Glacial erosion occurs when glacial ice erodes bedrock, leaving behind various landforms including faceted clasts, striations lines and glacial pavements.
These features can create mountain valleys known as fjord landscapes. Other notable characteristics are circular hollow basins called cirques and ridge-like summits called aretes; and even convert V-shaped valleys created by rivers into U-shaped valleys.
Corries
Corries are amphitheatre-shaped mountainside hollows where snow accumulates year-round, often becoming compacted into ice that compacts into compacted layers that erode away at their surroundings through abrasion and plucking.
When two corries erode back towards each other they form an arete; when three or more corries converge they form pyramidal peaks which have steep sides with pointed mountains at their tips.
Aretes
As glaciers move across landscapes/mountains, they erode rock to carry it along, which forms various landforms.
One such form is aretes, which are sharp mountain (alpine) formations created when multiple cirques erode against one another and collide. Aretes may take the shape of pyramidal peaks and feature long parallel lines known as striations patterns.
These striations can tell geologists the size and speed of the glacier that passed over them, providing valuable data about its movements.
Pyramidal Peaks
Glacier-scraped rock can be an extremely powerful agent of erosion. In some instances, glaciers may even fracture or crush bedrock – this process is known as quarrying or plucking.
When two corries collide and erode backwards, they produce an arete ridge; when more than one arete forms together, a pyramidal peak may result.
Glacial erosion can create various landforms such as ribbon lakes, mountain-ridged rocks, and crag and tail formations as well as striations patterns.
U-Shaped Valleys
U-shaped valleys are created by glaciers. This feature begins as either a V-shaped river valley, or when cirque glaciers extend downhill from an existing river valley.
Glaciers cause valley floors to erode by plucking and abrading, while they concentrate their force downwards to further devastate walls of valleys.
Erosion attacks weaker sections of bedrock more aggressively, leaving linear features such as striations and grooves visible on its surface.
Hanging Valleys
Hanging valleys are subterranean valleys carved by glaciers but too cold or high for their flow to continue; as a result, these valleys remain “hanging” above their main glacial valley.
Glaciers create U-shaped valleys or fjords as they flow, filling them with debris while widening the floors and steepening the walls. Examples include Mt. Washington in New Hampshire’s North Basin and Mt. Katahdin’s and other Baxter Park peaks’ cirques in Maine.
Cirques
Glacial erosion creates some of the most breathtaking landscapes. These include cirques, troughs, rock basins and fjords – which typically measure one kilometer wide – often taking advantage of weaknesses in bedrock to form staircase lakes (also called “tarns”).
These curved depressions are formed through glacial erosion processes such as plucking, abrasion and segregation of ice sheets. Furthermore, they feature steep cliff-like headwalls.
Spurs
At first, it may seem hard to believe that something solid could move, but glacier ice proves this theory wrong by flowing and creating amazing landforms along its journey.

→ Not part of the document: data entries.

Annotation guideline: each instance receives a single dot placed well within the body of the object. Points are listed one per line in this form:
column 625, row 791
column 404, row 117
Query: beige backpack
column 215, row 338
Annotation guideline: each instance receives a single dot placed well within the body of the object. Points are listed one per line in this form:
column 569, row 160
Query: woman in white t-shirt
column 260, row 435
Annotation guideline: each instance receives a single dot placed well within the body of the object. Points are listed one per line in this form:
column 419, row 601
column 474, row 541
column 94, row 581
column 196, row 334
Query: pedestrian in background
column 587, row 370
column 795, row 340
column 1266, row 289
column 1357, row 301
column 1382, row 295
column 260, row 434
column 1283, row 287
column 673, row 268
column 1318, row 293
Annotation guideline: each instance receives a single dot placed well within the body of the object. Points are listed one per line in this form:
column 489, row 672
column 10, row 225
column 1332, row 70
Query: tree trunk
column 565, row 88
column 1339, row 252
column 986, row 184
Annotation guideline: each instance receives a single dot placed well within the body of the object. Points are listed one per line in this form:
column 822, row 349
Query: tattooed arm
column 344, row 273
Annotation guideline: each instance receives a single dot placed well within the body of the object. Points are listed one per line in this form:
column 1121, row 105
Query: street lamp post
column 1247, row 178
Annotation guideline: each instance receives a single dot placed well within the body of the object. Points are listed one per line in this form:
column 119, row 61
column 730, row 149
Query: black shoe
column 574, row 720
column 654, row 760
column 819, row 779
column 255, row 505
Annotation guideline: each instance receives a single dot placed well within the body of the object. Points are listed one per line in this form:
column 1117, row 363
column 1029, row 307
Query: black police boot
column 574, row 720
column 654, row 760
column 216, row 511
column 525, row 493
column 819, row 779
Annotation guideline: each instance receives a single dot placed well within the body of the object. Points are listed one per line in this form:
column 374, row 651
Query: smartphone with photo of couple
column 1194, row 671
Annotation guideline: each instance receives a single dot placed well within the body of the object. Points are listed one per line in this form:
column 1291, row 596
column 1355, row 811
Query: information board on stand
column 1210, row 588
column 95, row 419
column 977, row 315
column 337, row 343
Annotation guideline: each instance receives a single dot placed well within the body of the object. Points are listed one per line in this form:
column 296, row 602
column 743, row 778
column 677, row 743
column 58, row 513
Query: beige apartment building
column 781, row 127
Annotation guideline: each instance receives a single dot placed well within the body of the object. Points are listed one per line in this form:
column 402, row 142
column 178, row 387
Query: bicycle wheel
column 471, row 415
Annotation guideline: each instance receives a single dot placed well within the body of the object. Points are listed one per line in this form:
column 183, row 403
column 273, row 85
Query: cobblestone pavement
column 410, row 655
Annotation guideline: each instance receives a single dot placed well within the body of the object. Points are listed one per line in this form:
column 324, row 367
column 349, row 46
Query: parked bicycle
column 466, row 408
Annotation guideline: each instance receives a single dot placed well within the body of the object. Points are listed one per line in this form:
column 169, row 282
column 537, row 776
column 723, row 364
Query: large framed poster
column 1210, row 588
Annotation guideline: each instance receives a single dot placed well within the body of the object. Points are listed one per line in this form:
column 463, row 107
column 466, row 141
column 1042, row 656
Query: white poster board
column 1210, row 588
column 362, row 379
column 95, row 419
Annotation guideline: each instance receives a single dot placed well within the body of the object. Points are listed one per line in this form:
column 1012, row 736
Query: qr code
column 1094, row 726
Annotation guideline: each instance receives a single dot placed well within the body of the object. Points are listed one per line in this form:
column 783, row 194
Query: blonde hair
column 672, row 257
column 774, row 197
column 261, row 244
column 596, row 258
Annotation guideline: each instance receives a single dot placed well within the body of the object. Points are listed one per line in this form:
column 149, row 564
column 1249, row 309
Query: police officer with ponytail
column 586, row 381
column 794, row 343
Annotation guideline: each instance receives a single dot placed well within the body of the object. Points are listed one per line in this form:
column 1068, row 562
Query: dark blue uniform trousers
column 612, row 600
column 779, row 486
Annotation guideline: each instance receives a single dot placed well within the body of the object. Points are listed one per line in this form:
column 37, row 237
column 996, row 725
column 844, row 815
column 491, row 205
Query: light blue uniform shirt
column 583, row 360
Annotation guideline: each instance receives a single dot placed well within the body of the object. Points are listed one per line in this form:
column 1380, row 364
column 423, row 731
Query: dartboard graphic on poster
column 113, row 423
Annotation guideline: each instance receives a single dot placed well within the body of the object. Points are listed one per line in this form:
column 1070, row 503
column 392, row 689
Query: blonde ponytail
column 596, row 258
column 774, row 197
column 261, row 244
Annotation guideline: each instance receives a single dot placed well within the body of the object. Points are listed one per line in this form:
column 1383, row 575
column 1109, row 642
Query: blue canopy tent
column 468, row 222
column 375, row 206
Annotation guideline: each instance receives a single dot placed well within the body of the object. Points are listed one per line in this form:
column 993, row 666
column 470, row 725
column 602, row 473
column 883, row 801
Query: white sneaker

Roche Moutonnees are large chunks of rock that feature both smooth sides (known as the stoss side) and rougher, striated sides ( known as lee sides). This type of landform forms when ice erodes harder rocks more rapidly than it erodes softer ones, leading to its formation.
Ribbon Lakes
Glaciers erode rocks at different rates depending on the type of rock and its susceptibility to erosion, such as soft rocks which tend to erode more quickly than harder ones.
Plucking refers to the process whereby a glacier erodes soft rocks to carve a deep valley in its path – otherwise known as plucking.
As glaciers retreat, water collects in their wake. This creates long, narrow lakes known as ribbon lakes.
Roche Moutonnees
An ice sheet’s movement across bedrock causes it to collect particles of sand, gravel, cobbles and boulders that act like very coarse-grained sandpaper, leaving behind scores or scratches called glacial striations that indicate which direction the ice was flowing.
On the stoss side (facing toward advancing ice) of a bump, normal stresses are high and abrasion takes place, while on the lee side, where stress levels are lower, glacial plucking takes place for quarrying of rock.